Einen "riesen Seich" nennt der Ski-Gesamtweltcupsieger Marco Odermatt das neue Verbot der Carbon-Einlagen im Ski-Weltcup. "Seich", das lässt sich aus dem Schweizerdeutschen mit "Dummheit" oder "Blödsinn" übersetzen. Odermatt, der in Interviews sonst eher gemächlich auftritt, ist im Gespräch mit der Schweizer Zeitung "Blick" (externer Link, möglicherweise Bezahl-Inhalt) neulich also ganz schön deutlich geworden.
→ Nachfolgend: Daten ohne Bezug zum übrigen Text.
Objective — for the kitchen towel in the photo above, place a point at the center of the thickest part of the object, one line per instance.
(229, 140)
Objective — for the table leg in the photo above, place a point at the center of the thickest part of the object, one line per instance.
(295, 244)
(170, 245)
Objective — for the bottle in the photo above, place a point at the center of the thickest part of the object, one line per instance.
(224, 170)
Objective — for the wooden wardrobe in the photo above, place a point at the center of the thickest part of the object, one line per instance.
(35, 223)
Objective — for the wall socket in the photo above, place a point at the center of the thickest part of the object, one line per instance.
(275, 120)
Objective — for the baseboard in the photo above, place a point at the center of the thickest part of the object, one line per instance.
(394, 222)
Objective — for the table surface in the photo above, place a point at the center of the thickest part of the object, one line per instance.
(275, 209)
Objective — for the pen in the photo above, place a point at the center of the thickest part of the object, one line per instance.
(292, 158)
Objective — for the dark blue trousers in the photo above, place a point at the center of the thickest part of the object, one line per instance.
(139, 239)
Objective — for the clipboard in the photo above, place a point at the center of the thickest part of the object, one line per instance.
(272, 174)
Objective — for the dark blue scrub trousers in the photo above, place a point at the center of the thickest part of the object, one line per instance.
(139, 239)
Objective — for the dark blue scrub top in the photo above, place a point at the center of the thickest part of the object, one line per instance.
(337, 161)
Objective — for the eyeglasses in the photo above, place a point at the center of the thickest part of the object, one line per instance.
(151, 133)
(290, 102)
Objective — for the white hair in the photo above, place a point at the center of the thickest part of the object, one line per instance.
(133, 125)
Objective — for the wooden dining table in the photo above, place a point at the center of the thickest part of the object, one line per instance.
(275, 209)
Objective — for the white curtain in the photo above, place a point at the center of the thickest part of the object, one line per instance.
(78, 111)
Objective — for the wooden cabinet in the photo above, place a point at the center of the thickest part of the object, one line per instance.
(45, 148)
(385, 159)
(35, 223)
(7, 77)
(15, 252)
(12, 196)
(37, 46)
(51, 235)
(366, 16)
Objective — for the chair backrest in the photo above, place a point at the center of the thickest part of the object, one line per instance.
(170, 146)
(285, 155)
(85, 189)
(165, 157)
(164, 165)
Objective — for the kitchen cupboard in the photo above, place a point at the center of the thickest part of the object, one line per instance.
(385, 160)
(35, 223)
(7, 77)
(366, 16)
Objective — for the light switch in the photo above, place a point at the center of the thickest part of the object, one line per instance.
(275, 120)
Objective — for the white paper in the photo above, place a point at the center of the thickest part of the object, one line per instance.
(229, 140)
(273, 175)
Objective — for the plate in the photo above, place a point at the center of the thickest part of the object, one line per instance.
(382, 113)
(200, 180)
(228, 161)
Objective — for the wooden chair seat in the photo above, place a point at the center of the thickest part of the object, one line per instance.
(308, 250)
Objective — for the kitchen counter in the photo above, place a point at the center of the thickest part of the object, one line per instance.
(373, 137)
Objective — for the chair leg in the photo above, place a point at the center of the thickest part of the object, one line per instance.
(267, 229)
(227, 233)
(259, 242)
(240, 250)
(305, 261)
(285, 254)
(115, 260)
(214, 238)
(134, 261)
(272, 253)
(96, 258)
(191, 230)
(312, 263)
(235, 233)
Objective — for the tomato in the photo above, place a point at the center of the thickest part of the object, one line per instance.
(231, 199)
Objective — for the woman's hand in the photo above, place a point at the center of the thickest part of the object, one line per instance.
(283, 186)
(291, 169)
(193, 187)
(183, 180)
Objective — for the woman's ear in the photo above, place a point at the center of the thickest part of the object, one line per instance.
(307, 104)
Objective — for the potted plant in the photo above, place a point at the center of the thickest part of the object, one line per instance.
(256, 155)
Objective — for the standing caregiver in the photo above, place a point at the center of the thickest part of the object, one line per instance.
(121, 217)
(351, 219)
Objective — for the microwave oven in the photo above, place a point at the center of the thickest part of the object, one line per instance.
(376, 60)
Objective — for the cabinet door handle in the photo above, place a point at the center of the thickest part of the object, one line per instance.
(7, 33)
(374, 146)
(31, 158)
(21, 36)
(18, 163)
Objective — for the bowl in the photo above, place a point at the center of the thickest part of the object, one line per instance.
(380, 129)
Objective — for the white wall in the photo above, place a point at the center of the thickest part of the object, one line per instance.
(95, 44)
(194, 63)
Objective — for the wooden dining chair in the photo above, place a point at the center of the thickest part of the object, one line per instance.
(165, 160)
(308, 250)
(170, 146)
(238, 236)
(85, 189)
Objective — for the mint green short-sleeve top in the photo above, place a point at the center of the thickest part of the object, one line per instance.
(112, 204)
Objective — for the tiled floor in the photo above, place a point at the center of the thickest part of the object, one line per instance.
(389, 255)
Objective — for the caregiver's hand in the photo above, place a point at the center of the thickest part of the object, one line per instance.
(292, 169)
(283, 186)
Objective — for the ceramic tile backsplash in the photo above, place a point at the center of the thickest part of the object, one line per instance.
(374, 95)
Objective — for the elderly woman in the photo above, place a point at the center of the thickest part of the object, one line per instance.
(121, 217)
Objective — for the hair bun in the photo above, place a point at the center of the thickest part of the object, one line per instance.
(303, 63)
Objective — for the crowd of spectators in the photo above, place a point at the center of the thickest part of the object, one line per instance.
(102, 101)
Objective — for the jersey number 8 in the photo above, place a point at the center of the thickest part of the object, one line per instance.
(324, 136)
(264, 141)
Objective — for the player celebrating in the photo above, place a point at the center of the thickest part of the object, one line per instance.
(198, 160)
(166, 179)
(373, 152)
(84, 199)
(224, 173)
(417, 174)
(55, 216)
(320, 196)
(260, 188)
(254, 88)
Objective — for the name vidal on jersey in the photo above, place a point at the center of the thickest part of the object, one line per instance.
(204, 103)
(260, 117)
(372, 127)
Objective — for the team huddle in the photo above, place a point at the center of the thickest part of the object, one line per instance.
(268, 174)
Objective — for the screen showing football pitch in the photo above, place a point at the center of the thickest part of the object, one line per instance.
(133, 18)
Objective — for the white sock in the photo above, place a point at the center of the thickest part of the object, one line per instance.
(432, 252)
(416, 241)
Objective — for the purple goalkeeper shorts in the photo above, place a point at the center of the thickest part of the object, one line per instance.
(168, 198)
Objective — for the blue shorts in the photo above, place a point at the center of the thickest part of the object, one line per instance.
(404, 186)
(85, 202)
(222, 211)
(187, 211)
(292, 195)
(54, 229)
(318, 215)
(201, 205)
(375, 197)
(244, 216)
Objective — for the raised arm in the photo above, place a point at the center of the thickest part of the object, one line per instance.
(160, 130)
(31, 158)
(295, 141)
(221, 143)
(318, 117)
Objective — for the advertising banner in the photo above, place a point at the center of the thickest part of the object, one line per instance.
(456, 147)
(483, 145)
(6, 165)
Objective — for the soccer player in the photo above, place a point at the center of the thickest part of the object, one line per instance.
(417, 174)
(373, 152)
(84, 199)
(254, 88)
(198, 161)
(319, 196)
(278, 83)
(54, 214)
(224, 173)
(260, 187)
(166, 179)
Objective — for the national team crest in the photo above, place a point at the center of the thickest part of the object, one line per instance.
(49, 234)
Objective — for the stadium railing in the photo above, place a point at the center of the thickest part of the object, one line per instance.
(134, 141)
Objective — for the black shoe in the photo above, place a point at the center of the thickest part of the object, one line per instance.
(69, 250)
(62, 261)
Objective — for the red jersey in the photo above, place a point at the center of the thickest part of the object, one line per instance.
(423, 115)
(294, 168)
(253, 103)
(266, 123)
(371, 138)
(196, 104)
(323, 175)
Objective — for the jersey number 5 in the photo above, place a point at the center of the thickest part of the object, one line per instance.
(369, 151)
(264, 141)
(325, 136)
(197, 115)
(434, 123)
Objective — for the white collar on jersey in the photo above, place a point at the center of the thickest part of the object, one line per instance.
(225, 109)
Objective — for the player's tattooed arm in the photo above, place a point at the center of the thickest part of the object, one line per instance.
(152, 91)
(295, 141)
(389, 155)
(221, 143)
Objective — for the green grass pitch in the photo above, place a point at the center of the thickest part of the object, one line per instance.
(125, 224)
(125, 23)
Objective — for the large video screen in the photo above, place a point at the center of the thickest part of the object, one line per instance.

Grund dafür, dass Odermatt zwischenzeitlich seine Schweizer Contenance verlor, ist eine neue Regelung: Ab nächster Saison ist es den Athleten im Weltcup, aber auch in den Kontinental-Serien wie dem Europacup untersagt, Carbon-Einlagen zu tragen. Konkret geht es um "starre Teile, die als Schienbeinschoner im Skischuh getragen werden", wie der Weltskiverband in einer Mitteilung schreibt.
Auch DSV-Routinier Romed Baumann fuhr mit Carbon-Einlagen
Das Schweizer Skiteam, aber auch andere Nationen setzen die Carbon-Schützer seit Jahren ein. Darunter auch DSV-Speedfahrer Romed Baumann, wie er bei der DSV-Einkleidung gegenüber BR24Sport sagte: "Ich bin mit den Schienbein-Deckeln gefahren, mal schauen, wie wir das jetzt wieder so weit anpassen können."
Die Einlagen bieten Schutz, sie ermöglichen es Athleten mit Entzündungen am Schienbein, Trainingseinheiten und Rennen schmerzfrei(er) zu absolvieren. Die Schoner sollen aber auch den Halt im Skischuh verbessern, die Hebelwirkung verstärken und so schneller machen. Baumann aber meint im Interview mit BR24Sport: "Es gibt einige, die das nicht zur Performance-Verbesserung, sondern aus gesundheitlichen Gründen gefahren sind."
FIS-Athletensprecher AJ Ginnis hatte bereits im Mai die Befürchtung geäußert, das Verbot der Carboneinlagen könnte Unmut und Gegenwind vonseiten der Athleten nach sich ziehen: "Es gibt Fahrer, die brauchen die Einlagen", sagte der griechische Slalom-Spezialist. Im Interview mit BR24Sport erzählte er auch, Athleten hätten sich bei ihm gemeldet und gesundheitliche Bedenken geäußert.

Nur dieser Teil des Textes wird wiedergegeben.